Abstract
Choroid plexus tumours are rare epithelial brain tumours and limited information is available regarding their biology and the best treatment. A meta-analysis was done to determine prognostic factors and the influence of various treatment modalities. A thorough review of the medical literature (1966–1998) revealed 566 well-documented choroid plexus tumours. These were entered into a database, which was analysed to determine prognostic factors and treatment modalities. Most patients with a supratentorial tumour were children, while the most common sites in adults were the fourth ventricle and the cerebellar pontine angle. Cerebellar pontine angle tumours were more frequently benign. Histology was the most important prognostic factor, as one, five, and 10-year projected survival rates were 90, 81, and 77% in choroid plexus-papilloma (n=353) compared to only 71, 41, and 35% in choroid plexus-carcinoma respectively (P<0.0005). Surgery was prognostically relevant for both choroid plexus-papilloma (P=0.0005) and choroid plexus-carcinoma (P=0.0001). Radiotherapy was associated with significantly better survival in choroid plexus-carcinomas. Eight of 22 documented choroid plexus-carcinomas responded to chemotherapy. Relapse after primary treatment was a poor prognostic factor in choroid plexus-carcinoma patients but not in choroid plexus-papilloma patients. Treatment of choroid plexus tumours should start with radical surgical resection. This should be followed by adjuvant treatment in case of choroid plexus-carcinoma, and a ‘wait and see’ approach in choroid plexus-papilloma.
Main
Choroid plexus tumours (CPTs) are relatively rare primary brain tumours arising from epithelial differentiated tissue. With an annual incidence of 0.3 cases per million (Janisch and Staneczek, 1988, 1989), these tumours account for only 0.4–0.8% of all brain tumours (Zülch, 1957). The most commonly reported locations are the ventricles.
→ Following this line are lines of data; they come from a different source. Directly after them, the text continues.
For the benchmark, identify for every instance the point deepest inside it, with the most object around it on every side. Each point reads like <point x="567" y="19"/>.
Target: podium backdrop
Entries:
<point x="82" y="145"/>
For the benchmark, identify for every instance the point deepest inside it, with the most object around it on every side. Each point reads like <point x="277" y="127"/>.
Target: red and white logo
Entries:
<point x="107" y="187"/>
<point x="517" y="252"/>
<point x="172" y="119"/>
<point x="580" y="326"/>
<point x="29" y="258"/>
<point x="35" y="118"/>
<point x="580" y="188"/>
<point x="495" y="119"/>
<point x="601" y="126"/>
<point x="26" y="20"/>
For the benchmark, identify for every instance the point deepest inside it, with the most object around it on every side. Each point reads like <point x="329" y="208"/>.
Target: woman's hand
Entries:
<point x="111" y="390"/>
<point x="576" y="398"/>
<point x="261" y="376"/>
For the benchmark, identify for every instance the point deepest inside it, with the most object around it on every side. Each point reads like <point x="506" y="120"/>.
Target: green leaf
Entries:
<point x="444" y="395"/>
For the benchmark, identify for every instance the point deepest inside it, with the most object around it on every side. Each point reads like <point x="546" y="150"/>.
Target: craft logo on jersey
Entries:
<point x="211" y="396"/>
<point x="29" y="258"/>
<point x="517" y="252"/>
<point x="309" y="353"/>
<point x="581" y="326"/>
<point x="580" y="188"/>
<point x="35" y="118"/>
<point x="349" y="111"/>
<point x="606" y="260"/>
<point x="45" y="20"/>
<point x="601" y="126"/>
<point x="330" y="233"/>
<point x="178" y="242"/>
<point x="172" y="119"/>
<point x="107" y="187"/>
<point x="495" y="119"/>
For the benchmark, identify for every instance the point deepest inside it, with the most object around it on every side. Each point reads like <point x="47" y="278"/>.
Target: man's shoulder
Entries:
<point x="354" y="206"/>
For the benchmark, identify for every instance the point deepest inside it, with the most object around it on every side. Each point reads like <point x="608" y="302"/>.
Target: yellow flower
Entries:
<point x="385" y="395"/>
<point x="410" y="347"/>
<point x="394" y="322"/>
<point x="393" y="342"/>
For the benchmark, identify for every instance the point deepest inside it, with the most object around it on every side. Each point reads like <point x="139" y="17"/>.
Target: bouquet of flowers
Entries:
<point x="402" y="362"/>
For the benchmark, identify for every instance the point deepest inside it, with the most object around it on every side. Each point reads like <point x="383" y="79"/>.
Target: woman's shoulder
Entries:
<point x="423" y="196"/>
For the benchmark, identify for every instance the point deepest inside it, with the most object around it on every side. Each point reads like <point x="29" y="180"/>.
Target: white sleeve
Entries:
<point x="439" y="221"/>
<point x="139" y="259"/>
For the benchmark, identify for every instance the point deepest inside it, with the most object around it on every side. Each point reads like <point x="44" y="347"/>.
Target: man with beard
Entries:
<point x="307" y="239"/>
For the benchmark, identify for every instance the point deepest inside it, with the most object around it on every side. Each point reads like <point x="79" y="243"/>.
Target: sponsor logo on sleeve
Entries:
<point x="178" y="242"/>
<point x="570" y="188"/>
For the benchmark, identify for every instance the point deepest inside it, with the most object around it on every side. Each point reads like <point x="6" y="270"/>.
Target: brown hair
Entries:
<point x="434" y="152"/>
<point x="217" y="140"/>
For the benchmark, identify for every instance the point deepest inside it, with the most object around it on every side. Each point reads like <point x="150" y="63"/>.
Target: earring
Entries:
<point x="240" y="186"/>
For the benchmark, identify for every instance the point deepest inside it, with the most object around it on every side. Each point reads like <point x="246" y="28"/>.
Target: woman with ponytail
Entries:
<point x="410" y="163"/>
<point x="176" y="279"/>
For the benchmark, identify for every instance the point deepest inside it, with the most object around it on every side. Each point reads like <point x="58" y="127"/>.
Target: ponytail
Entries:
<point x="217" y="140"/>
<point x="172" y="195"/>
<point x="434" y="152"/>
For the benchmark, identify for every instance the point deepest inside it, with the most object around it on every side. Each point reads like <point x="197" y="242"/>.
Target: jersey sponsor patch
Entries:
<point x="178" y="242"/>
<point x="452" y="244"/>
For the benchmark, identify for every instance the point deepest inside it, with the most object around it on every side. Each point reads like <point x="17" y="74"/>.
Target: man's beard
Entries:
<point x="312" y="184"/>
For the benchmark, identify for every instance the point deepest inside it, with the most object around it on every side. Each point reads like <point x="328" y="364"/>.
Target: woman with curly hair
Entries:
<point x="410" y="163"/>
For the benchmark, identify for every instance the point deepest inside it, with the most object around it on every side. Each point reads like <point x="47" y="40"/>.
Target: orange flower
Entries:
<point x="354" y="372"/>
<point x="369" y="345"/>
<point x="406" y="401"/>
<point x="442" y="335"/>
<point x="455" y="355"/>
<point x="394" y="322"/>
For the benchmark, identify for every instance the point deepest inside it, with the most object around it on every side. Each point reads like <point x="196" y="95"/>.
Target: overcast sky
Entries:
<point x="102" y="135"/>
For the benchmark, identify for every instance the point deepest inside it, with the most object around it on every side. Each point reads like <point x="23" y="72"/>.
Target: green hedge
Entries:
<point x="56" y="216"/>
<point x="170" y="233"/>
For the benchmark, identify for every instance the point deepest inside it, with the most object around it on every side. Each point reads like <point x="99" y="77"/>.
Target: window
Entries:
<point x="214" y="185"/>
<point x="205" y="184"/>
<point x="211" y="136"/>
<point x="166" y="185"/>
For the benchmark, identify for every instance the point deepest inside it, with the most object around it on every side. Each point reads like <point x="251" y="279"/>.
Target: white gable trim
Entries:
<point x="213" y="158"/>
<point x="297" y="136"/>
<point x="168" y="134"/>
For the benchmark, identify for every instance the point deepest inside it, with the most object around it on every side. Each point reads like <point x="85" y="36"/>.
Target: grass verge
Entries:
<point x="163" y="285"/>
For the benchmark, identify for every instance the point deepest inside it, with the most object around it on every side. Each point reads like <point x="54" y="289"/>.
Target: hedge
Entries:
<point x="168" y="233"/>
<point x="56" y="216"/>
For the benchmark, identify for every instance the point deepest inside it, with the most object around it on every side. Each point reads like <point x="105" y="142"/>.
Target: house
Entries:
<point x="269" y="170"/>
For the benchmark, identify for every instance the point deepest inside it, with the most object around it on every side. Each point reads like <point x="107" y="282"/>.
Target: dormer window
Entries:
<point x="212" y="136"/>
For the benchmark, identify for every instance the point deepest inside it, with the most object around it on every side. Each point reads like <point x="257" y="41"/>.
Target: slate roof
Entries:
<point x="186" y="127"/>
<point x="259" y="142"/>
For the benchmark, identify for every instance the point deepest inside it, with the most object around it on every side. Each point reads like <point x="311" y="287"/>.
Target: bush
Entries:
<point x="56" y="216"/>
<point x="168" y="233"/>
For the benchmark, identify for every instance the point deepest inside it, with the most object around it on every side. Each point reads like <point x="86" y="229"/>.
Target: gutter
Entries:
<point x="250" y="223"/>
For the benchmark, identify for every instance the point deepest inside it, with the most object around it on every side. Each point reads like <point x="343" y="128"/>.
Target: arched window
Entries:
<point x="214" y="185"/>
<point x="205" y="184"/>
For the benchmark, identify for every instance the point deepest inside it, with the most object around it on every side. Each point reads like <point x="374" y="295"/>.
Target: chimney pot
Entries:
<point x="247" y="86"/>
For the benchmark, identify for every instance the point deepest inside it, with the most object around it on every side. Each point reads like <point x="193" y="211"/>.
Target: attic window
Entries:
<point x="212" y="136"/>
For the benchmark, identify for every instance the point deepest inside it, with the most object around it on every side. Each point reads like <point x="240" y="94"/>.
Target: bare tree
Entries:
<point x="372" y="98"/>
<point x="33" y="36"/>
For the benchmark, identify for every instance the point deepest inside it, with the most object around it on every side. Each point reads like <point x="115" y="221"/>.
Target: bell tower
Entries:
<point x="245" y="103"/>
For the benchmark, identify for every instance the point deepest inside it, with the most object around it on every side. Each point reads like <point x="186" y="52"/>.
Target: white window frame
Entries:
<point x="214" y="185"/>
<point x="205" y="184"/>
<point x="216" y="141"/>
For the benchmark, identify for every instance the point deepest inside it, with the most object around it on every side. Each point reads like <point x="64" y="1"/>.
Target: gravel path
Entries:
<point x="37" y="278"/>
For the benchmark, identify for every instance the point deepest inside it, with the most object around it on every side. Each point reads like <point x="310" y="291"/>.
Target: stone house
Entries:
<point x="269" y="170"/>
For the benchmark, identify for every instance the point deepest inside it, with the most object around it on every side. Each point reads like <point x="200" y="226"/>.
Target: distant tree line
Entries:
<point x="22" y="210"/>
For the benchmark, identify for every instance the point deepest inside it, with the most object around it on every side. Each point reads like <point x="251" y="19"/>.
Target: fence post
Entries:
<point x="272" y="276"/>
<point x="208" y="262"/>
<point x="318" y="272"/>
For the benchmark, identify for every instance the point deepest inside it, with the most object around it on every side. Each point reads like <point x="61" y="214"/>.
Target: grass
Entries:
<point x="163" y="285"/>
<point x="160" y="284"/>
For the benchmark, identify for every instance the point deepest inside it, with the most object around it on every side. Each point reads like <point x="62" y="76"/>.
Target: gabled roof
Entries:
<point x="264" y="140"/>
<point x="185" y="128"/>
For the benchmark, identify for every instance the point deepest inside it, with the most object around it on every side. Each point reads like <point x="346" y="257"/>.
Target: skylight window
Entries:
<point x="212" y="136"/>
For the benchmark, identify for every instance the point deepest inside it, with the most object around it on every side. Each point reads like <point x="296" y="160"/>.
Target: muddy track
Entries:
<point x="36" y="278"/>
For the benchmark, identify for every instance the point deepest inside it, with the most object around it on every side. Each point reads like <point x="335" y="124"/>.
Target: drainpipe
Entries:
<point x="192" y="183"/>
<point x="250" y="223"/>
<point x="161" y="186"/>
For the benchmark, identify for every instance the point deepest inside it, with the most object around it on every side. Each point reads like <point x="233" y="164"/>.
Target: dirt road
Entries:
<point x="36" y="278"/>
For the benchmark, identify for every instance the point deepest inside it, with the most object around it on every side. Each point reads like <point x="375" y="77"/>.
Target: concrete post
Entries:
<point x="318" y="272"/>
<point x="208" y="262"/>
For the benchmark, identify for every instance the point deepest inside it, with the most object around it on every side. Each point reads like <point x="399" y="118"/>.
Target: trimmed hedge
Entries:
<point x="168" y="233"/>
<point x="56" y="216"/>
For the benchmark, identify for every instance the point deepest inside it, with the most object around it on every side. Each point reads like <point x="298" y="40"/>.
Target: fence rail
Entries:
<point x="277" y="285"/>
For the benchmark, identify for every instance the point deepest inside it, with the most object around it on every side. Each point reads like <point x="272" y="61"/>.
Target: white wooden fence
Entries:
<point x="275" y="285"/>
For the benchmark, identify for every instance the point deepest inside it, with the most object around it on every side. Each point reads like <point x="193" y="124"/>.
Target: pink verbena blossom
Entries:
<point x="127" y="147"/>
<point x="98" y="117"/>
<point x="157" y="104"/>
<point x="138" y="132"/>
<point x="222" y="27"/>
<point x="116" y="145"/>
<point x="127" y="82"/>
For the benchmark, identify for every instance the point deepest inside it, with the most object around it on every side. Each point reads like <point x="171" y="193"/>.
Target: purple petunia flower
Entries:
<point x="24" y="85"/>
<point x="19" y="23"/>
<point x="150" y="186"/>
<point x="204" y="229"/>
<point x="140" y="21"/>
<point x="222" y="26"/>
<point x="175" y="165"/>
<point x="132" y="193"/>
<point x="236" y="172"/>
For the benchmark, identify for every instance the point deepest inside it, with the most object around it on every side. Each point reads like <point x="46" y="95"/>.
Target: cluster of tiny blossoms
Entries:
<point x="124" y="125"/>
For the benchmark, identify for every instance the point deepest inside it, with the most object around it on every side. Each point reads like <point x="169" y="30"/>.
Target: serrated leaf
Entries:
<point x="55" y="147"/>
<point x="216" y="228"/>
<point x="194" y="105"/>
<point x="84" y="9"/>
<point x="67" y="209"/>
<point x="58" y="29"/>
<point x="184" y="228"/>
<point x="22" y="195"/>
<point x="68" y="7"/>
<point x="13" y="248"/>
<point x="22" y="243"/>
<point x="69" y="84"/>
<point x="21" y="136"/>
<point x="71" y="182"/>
Nevertheless, extraventricular sites have been described (Kimura et al, 1992; Steven et al, 1996; Mottl et al, 1997; Nakano et al, 1997), too. Tumours are classified as choroid plexus-carcinoma (CPC, WHO grade III) (Kleihues and Canvanell, 2000), when they show nuclear pleomorphism, high nucleus to cytoplasm ratios, blurring of the papillary pattern, and necrosis (Paulus and Janisch, 1990). In addition, these tumours frequently express carcinoembryonic antigen (CEA) (Paulus and Janisch, 1990), and CD44 (Varga et al, 1996) which can also be detected as a marker in peripheral blood (Hashizume et al, 1995). Choroid plexus-papilloma (CPP, WHO grade I), the more differentiated tumours, expresses more frequently the markers pre-albumin (Matsushima et al, 1988) and the S100 protein. The average labelling indices with MIB1, a proliferation marker, were 14% in CPC and 3.7% in CPP (Vajtai et al, 1996). However, this histological classification is not clear cut. The possibility of a development from papilloma to carcinoma has been documented (Diengdoh and Shaw, 1993), and metastases occur not only in patients with CPC (Bennedback and Therkildsen, 1990; Kang et al, 1997) but also in patients with CPP (Leys et al, 1986; Domingues et al, 1991; Enomoto et al, 1991).
The current treatment of choroid plexus tumours is based on little evidence. None of the national paediatric oncology groups cover a population large enough to perform a randomised trial. In general it is believed that surgical resection is an important element of treatment. Postoperatively, infants with choroid plexus carcinoma are frequently treated with adjuvant chemotherapy and adult patients are treated with irradiation therapy. Patients with choroid plexus papilloma are mostly treated similar to those with low grade glioma. We performed a systematic literature review to assess prognostic factors and treatment efficacy in choroid plexus tumours as a basis for stimulating an international consensus to form the basis of an international trial working group mainly within the International Society for Paediatric Oncology (SIOP).
Methods
The first step for this analysis was a literature search in the Medline database, including all publications up to January 1998. Search words used were ‘Choroid plexus’ or ‘CPT’ or ‘CPP’ limited to ‘human’. This yielded 4120 titles of which 1520 appeared promising to contain the information listed below. Reading the abstracts reduced this number to 551. However, reading those publications increased the number again, because the referee list of some of them contained publications, which had not been found in Medline. Some of those were chapters in textbooks (Rubinstein and Brucher, 1981; Kleihues et al, 1997). This yielded binally a total of 572 publications.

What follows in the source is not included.